Labour to bring back educational maintenance grants for poorest students


Labour will bring back maintenance grants for the poorest university students by increasing corporation tax, the shadow education secretary, Angela Rayner has pledged.

Labour will also reverse the decision to replace means-tested grants for university students with loans, announced by George Osborne in his final budget earlier this year.

It would reinstate the Education Maintenance Allowance, a means-tested cash payment, for 16- and 17-year-olds from poorer families who want to remain in education.

Research by the Institute for Fiscal Studies thinktank suggested the EMA, which was worth £30 a week, helped to boost participation among teenagers.

But it was abolished by the Coalition Government in England in 2011 as part of their austerity measures.

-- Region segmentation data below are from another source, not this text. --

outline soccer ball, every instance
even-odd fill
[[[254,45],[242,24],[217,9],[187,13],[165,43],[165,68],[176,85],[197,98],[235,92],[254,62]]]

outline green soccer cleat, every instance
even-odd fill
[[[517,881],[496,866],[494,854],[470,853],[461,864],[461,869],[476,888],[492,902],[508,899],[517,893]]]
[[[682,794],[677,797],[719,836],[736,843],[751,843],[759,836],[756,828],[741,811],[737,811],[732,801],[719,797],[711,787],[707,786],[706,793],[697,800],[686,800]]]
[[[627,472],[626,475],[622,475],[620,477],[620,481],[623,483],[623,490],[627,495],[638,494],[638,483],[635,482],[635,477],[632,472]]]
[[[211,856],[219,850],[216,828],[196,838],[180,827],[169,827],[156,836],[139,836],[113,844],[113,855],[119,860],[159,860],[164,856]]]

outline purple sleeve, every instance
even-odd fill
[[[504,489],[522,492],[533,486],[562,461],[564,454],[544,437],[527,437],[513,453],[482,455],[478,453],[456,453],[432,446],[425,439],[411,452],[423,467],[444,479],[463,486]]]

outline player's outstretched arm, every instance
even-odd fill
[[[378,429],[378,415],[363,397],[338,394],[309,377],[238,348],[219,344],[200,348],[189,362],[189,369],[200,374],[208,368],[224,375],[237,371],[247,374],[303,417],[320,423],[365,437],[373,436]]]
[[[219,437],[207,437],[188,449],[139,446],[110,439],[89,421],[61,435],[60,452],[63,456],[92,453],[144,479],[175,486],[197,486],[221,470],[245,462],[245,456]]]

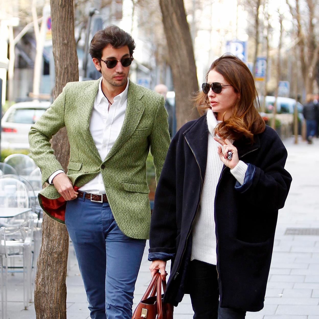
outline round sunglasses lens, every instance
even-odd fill
[[[216,94],[220,93],[221,92],[221,85],[220,83],[217,82],[214,82],[211,84],[211,89]]]
[[[121,63],[123,66],[128,66],[132,63],[132,60],[129,58],[126,58],[121,60]]]
[[[113,69],[115,67],[117,63],[116,60],[109,60],[106,62],[106,66],[108,69]]]
[[[210,85],[208,83],[203,83],[202,85],[202,88],[203,89],[203,92],[205,94],[207,94],[209,92],[209,89]]]

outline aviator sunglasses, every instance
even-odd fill
[[[210,89],[211,88],[211,89],[213,90],[213,92],[218,94],[221,92],[221,89],[222,86],[232,86],[232,85],[222,85],[220,83],[218,82],[213,82],[212,83],[203,83],[202,85],[202,88],[203,89],[203,91],[205,94],[208,94],[209,92]]]
[[[106,64],[106,67],[108,69],[113,69],[113,68],[115,68],[117,64],[117,62],[119,61],[121,62],[122,66],[128,66],[129,65],[130,65],[131,63],[132,63],[132,61],[134,59],[132,57],[124,58],[123,59],[121,59],[120,60],[117,60],[114,59],[112,60],[108,60],[107,61],[105,61],[101,59],[99,59],[101,61],[103,61]]]

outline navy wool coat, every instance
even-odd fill
[[[172,259],[164,300],[175,306],[188,292],[192,227],[205,176],[208,134],[206,115],[179,130],[155,193],[149,259]],[[292,181],[284,168],[287,151],[275,131],[266,126],[254,140],[252,144],[244,138],[234,143],[240,159],[248,165],[244,183],[241,186],[224,166],[211,203],[220,305],[250,311],[263,307],[278,210],[284,206]]]

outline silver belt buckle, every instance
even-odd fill
[[[98,195],[99,196],[101,197],[101,200],[94,200],[94,199],[92,199],[92,195]],[[96,193],[92,193],[91,194],[91,198],[90,199],[91,202],[94,202],[95,203],[103,203],[103,194],[96,194]]]

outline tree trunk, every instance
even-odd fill
[[[266,97],[267,96],[267,91],[268,90],[267,82],[268,81],[268,71],[269,69],[269,34],[270,30],[270,21],[269,21],[269,16],[267,13],[267,35],[266,38],[266,70],[265,72],[265,79],[264,80],[264,95],[263,100],[263,104],[262,106],[261,111],[262,112],[266,112]]]
[[[73,1],[50,0],[56,86],[54,96],[68,82],[78,80],[74,35]],[[70,147],[65,129],[52,139],[56,158],[66,169]],[[46,215],[42,245],[38,259],[34,290],[37,319],[66,319],[67,262],[69,235],[65,226]]]
[[[177,128],[198,117],[189,98],[198,89],[189,28],[183,0],[160,0],[175,91]]]

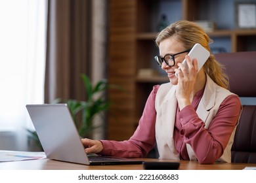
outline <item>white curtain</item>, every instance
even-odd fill
[[[43,103],[47,0],[0,0],[0,131],[33,128],[26,104]]]

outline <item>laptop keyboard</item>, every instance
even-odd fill
[[[110,157],[102,157],[102,156],[89,156],[89,160],[91,161],[120,161],[120,159],[110,158]]]

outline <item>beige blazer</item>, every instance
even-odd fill
[[[176,86],[167,83],[161,84],[156,93],[156,137],[160,159],[179,159],[173,141],[173,129],[177,107],[175,91]],[[206,128],[209,127],[223,100],[232,94],[234,93],[216,84],[207,75],[205,91],[196,110],[199,118],[205,122]],[[235,129],[232,133],[223,156],[218,161],[231,161],[231,147],[234,133]],[[190,159],[196,161],[196,157],[191,146],[188,144],[186,146]]]

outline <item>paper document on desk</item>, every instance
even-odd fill
[[[0,162],[46,158],[44,152],[0,150]]]

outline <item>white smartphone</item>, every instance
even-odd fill
[[[203,67],[203,64],[205,63],[208,58],[210,56],[210,53],[203,48],[200,44],[196,43],[194,45],[193,48],[189,52],[188,54],[190,59],[192,60],[194,58],[196,58],[198,60],[198,71]],[[182,64],[185,66],[186,69],[188,69],[188,65],[186,64],[186,59],[182,61]],[[180,69],[180,67],[178,68]],[[175,73],[175,76],[178,77],[177,73]]]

Labour voted against the plans at the time.

Angela Rayner said the twin announcements on maintenance grants and loans “show that while the Tories continue to burden our young people with debt, the Labour party is committed to investing in our young people.

"It is only by investing in education that we can ensure that all of our young people, whatever their background, are able to succeed in whatever they aspire to”.

“When we can help improve the education of over a million young people with a small increase in corporation tax, it is an investment we would be foolish not to make.”

Labour said the policy would be paid for through a 1.5 percentage point increase in corporation tax.

It would use half of the money raised, about £1.5bn, to cover the increased costs of student support.